Reputation: 906
Curious if anyone has any ideas on this one; working on a game engine that implements a tree of GameObject's. Various specific game objects inherit from that type ( BouncingBall, StatScreen, or whatever).
class GameObject {
public:
vector<Component *> Components;
vector<GameObject *> Children;
GameObject *Parent;
};
So at runtime, the game will have a huge tree of these, all of different types. Unfortunately the objects in the Children vectors are all reported as "GameObject *" in the debugger making it really hard to tell what's what.
Best solution I've come up with is to store the type as a member variable on construction:
class GameObject {
public:
// ...
const char *Type;
// Saves current class name as Type.
template<class T>
void StoreTypeName( T *thisPointer ) {
this->Type = typeid( *thisPointer ).name();
}
};
But then in every object constructor I have to remember to call StoreTypeName:
class FancyBlinkingObject : public GameObject {
public:
FancyBlinkingObject() {
StoreTypeName( this );
}
};
Any other possible tricks to just do this automatically? Either on the debugger end (Visual Studio 2012) or in the code?

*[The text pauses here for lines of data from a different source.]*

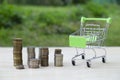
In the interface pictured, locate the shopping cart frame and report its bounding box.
[69,17,111,67]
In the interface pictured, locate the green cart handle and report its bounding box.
[81,17,111,23]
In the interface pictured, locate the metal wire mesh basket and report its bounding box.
[69,17,111,67]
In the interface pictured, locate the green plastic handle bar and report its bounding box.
[81,17,111,23]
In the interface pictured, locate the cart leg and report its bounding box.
[102,57,106,63]
[86,60,91,68]
[72,60,75,66]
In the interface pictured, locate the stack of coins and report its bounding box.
[39,48,49,67]
[27,47,35,67]
[54,49,63,67]
[29,59,39,69]
[55,49,61,54]
[13,38,24,69]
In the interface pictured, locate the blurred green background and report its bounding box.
[0,0,120,47]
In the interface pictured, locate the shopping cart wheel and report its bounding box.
[87,62,91,68]
[102,57,106,63]
[82,55,85,59]
[72,60,75,66]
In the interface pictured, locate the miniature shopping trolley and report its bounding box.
[69,17,111,67]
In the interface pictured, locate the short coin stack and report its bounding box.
[13,38,24,69]
[54,49,63,67]
[29,59,39,69]
[27,47,35,67]
[39,48,49,67]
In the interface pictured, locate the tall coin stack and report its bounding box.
[13,38,24,69]
[54,49,63,67]
[27,47,35,67]
[39,48,49,67]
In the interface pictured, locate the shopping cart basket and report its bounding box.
[69,17,111,67]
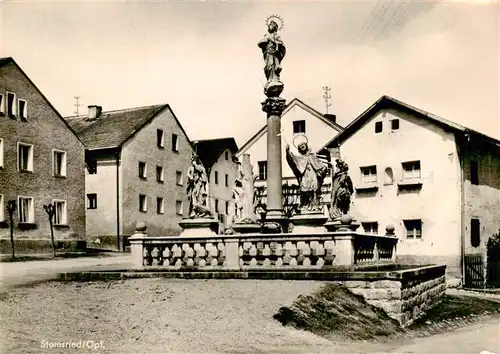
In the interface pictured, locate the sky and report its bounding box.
[0,0,500,146]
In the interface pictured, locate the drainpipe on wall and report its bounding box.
[455,137,467,287]
[115,151,120,251]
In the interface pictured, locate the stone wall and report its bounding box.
[344,265,446,326]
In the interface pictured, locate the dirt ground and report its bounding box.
[0,278,500,354]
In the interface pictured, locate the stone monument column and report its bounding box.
[262,97,285,222]
[258,15,287,233]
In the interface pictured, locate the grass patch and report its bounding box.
[273,284,403,340]
[409,295,500,330]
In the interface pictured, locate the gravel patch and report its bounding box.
[0,278,348,353]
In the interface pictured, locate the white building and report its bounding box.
[320,96,500,275]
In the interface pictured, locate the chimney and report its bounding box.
[323,113,337,123]
[87,105,102,120]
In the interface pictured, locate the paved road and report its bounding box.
[383,318,500,354]
[0,254,132,288]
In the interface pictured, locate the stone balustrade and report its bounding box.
[129,227,398,270]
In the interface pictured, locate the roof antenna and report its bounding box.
[74,96,80,117]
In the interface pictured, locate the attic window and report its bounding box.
[258,161,267,181]
[156,129,165,149]
[7,92,16,117]
[293,120,306,134]
[470,160,479,185]
[172,134,179,152]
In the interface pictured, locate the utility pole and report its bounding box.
[323,86,332,114]
[75,96,80,117]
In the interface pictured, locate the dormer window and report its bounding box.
[293,120,306,134]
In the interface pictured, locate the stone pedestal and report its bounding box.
[335,234,355,266]
[290,213,328,234]
[179,218,219,237]
[324,215,360,232]
[231,223,261,234]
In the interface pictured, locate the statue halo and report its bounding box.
[293,133,309,149]
[266,14,284,31]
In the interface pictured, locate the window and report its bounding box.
[17,197,35,223]
[293,120,306,134]
[156,197,163,214]
[403,220,422,238]
[175,171,182,186]
[156,166,164,183]
[172,134,179,152]
[87,159,97,175]
[139,194,148,212]
[17,99,28,120]
[0,138,3,167]
[17,143,33,172]
[470,160,479,185]
[156,129,165,149]
[470,219,481,247]
[87,193,97,209]
[52,150,66,177]
[361,222,378,235]
[360,166,377,183]
[258,161,267,180]
[7,92,16,117]
[139,162,147,179]
[54,200,68,225]
[384,167,394,184]
[402,161,420,180]
[0,95,5,116]
[175,200,182,215]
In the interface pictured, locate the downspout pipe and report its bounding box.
[458,135,469,287]
[115,151,120,251]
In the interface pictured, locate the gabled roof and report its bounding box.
[193,138,238,169]
[65,104,193,150]
[320,95,500,151]
[236,98,344,156]
[0,57,83,144]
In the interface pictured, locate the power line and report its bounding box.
[375,1,403,41]
[323,86,332,114]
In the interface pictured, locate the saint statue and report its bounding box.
[286,142,328,213]
[233,154,258,223]
[258,17,286,96]
[330,159,354,220]
[186,155,211,218]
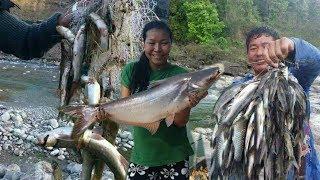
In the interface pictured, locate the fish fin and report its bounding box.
[143,121,160,135]
[148,79,166,89]
[57,135,73,143]
[59,105,86,118]
[71,107,99,139]
[166,114,174,127]
[120,154,129,170]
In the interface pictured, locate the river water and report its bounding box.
[0,60,320,150]
[0,60,232,127]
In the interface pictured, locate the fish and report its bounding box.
[56,26,76,44]
[37,126,76,148]
[37,126,102,149]
[219,82,259,124]
[59,41,71,107]
[212,83,244,121]
[209,67,309,179]
[79,130,128,180]
[60,64,223,138]
[89,12,109,49]
[72,25,86,82]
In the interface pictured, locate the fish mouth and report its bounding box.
[37,135,49,145]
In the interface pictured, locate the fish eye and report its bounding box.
[43,134,49,144]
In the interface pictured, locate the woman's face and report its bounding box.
[143,29,171,70]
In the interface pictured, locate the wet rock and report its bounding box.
[0,112,10,122]
[50,149,59,156]
[58,155,66,161]
[67,163,82,174]
[0,164,7,178]
[49,119,59,129]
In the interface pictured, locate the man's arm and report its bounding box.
[290,38,320,93]
[0,11,71,59]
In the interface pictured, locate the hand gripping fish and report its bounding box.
[60,64,224,138]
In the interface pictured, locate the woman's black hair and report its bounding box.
[246,26,280,52]
[130,20,172,94]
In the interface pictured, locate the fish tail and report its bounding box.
[71,107,99,139]
[60,105,99,140]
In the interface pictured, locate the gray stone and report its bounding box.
[49,119,59,129]
[7,164,21,172]
[58,155,66,161]
[0,111,11,122]
[16,139,23,145]
[50,149,59,156]
[67,163,82,174]
[0,164,7,178]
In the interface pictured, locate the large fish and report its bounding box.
[37,127,76,148]
[61,64,224,138]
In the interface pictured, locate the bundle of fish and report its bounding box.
[209,67,309,179]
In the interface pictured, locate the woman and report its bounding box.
[121,21,203,179]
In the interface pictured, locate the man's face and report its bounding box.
[247,35,274,75]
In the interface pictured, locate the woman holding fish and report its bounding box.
[235,27,320,179]
[121,21,207,179]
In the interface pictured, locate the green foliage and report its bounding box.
[169,0,224,44]
[183,0,224,43]
[169,0,188,43]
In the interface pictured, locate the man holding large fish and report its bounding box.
[62,21,223,179]
[211,27,320,179]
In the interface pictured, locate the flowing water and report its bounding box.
[0,60,230,127]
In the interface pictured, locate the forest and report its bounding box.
[169,0,320,70]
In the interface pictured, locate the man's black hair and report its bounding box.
[246,26,280,51]
[129,20,172,94]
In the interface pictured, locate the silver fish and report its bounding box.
[80,130,128,180]
[61,65,223,137]
[56,26,75,43]
[89,13,109,49]
[37,127,75,148]
[219,82,259,124]
[72,25,86,82]
[85,77,100,106]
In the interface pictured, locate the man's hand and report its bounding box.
[58,0,94,27]
[265,37,294,67]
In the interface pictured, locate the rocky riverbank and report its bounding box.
[0,61,320,179]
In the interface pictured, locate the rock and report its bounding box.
[16,139,23,145]
[0,164,7,178]
[7,164,21,172]
[13,148,23,156]
[50,149,59,156]
[3,171,23,180]
[58,155,66,161]
[20,111,27,119]
[12,128,22,137]
[119,131,129,140]
[0,111,11,122]
[123,143,132,149]
[34,161,53,173]
[49,119,59,129]
[128,141,134,147]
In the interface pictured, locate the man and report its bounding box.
[237,27,320,179]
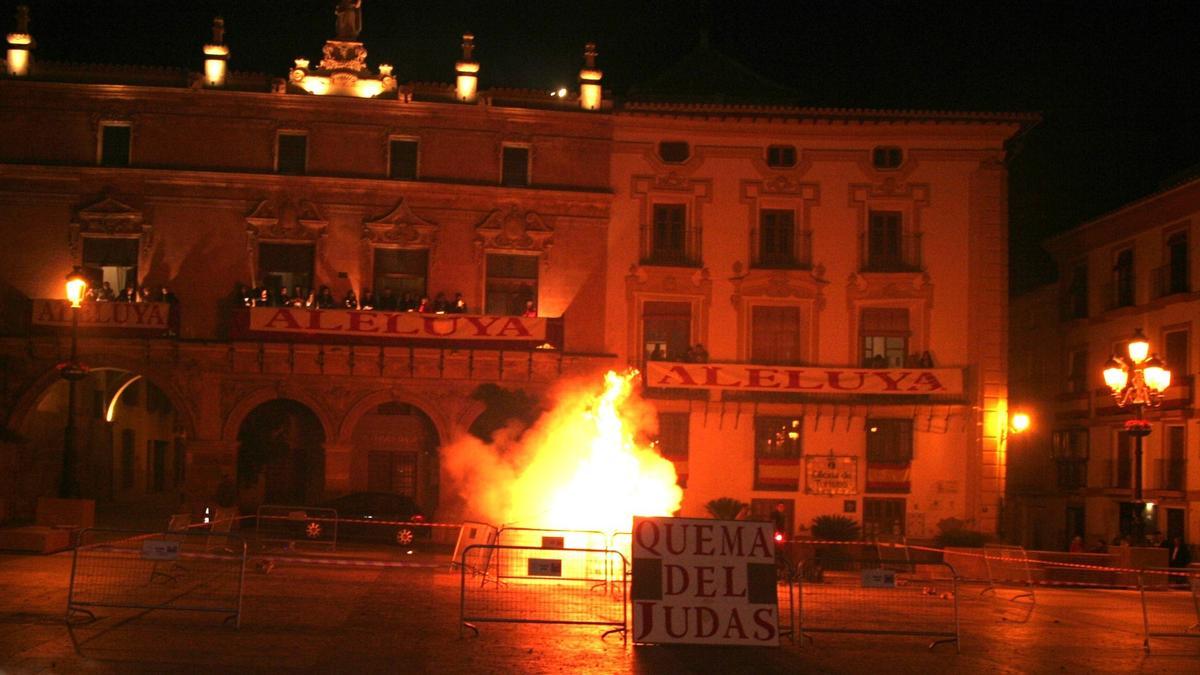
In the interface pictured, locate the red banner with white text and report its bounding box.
[643,362,962,395]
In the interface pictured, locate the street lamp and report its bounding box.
[1104,328,1171,545]
[59,265,88,498]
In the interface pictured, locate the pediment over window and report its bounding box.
[362,199,438,249]
[246,199,329,240]
[68,197,154,253]
[475,204,554,259]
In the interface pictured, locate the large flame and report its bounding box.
[443,370,683,533]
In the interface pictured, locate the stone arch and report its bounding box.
[221,384,338,446]
[5,354,197,438]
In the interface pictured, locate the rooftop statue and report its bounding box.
[335,0,362,40]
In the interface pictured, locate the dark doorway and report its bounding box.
[238,399,325,504]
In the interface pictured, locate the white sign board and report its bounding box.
[630,516,779,646]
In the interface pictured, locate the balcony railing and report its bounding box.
[751,227,812,269]
[638,223,703,267]
[1154,458,1188,491]
[1150,265,1192,299]
[859,233,923,271]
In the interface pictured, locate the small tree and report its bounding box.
[704,497,746,520]
[811,514,862,542]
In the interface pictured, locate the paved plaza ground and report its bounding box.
[0,540,1200,674]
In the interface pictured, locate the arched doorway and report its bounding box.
[350,401,439,514]
[238,399,325,504]
[14,366,187,512]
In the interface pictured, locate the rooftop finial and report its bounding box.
[14,5,29,35]
[334,0,362,40]
[212,17,224,44]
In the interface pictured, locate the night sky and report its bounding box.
[16,0,1200,291]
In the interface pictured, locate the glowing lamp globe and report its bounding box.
[66,267,88,307]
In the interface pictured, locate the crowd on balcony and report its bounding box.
[236,285,477,316]
[84,281,178,304]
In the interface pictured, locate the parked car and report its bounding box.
[306,492,431,546]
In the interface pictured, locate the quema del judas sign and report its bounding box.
[630,516,779,646]
[646,362,962,395]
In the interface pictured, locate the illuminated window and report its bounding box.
[97,121,132,167]
[642,300,691,362]
[83,237,138,294]
[275,131,308,175]
[750,305,800,365]
[373,249,430,296]
[659,141,691,165]
[644,204,694,265]
[388,138,418,180]
[258,244,314,297]
[859,307,910,368]
[484,253,539,316]
[866,419,912,464]
[500,145,529,187]
[754,417,804,491]
[767,145,796,168]
[871,145,904,169]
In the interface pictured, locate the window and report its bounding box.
[1163,329,1192,374]
[1050,429,1088,490]
[642,300,691,362]
[500,145,529,187]
[1112,430,1134,488]
[1063,263,1087,319]
[754,417,804,491]
[871,145,904,169]
[484,253,538,316]
[659,141,691,165]
[97,121,132,167]
[258,244,313,295]
[1159,425,1188,490]
[750,305,800,365]
[655,412,689,488]
[757,209,798,268]
[863,497,905,539]
[859,307,908,368]
[650,204,689,264]
[1067,348,1087,394]
[866,211,913,271]
[373,249,430,299]
[1112,249,1134,307]
[275,131,308,175]
[1154,231,1192,298]
[121,429,137,490]
[871,145,904,169]
[83,237,138,295]
[388,138,416,180]
[866,419,912,464]
[767,145,796,168]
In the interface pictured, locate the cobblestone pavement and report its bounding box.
[0,552,1200,674]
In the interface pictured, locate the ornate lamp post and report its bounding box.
[59,267,88,498]
[1104,328,1171,545]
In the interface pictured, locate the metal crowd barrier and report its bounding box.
[254,504,337,551]
[796,555,959,651]
[1138,567,1200,653]
[482,527,609,583]
[66,528,246,627]
[979,544,1038,604]
[458,544,629,639]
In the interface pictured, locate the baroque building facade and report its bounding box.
[0,2,1036,538]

I thought of maybe some kind of central dynamic cast testing function:
if ( dynamic_cast<FancyBlinkingObject *>( basePointer ) ) {
return "FancyBlinkingObject";
}
if ( dynamic_cast<UglyBlueObject *>( basePointer ) ) {
return "UglyBlueObject";
}
But I can't think of a way to do it without me having to manually maintain the list of if's. Want something totally automatic if possible. :)
Upvotes: 2
Views: 2083
Reputation: 906
Per David Rodriguez's comment - making GameObject polymorphic (in my case by making the destructor virtual) changed its classification in the debugger and showed a vptr to the runtime type info, which did the trick.